Bağımlılıkla mücadelede farkındalık artırılmalı

Yeşilay Haftası vesilesiyle yapılan bilgilendirmelerin büyük önem taşıdığını belirten Bektaş, bağımlılıkla mücadele için yapılan farkındalık çalışmalarının, sağlıklı bir yaşam tarzının benimsenmesine katkı sağlayacağını ifade etti. Atlas Üniversitesi bağımlılık komisyonunun, bu konuda ulusal ve uluslararası alanda örnek bir model oluşturma yolunda ilerlediğini söyledi.

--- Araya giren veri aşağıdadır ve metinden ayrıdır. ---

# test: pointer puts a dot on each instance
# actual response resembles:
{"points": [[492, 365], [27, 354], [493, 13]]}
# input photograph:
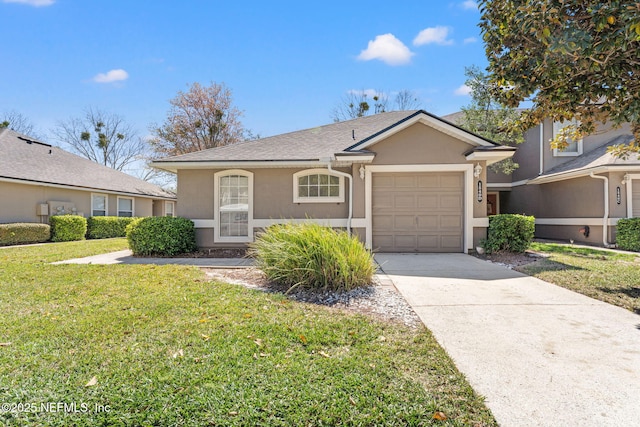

Bağımlılıkla mücadelede kişiye özel tedavi yöntemleri öneriliyor

Dr. Bektaş, bağımlılık tedavisinin bireylerin ihtiyaçlarına göre kişiye özel olarak düzenlenmesi gerektiğini vurguladı. Tedavi süreci tamamlanan bireylerin ömür boyu bağımlılık riski taşıyan maddelerden ve davranışlardan uzak durmaları için psikoterapi ve tedavi sürecine devam etmelerinin gerekliliğini belirtti. "Bağımlılık, tedavisi mümkün olan bir beyin rahatsızlığıdır.” diyerek bağımlılıkla mücadelenin önemini yineledi.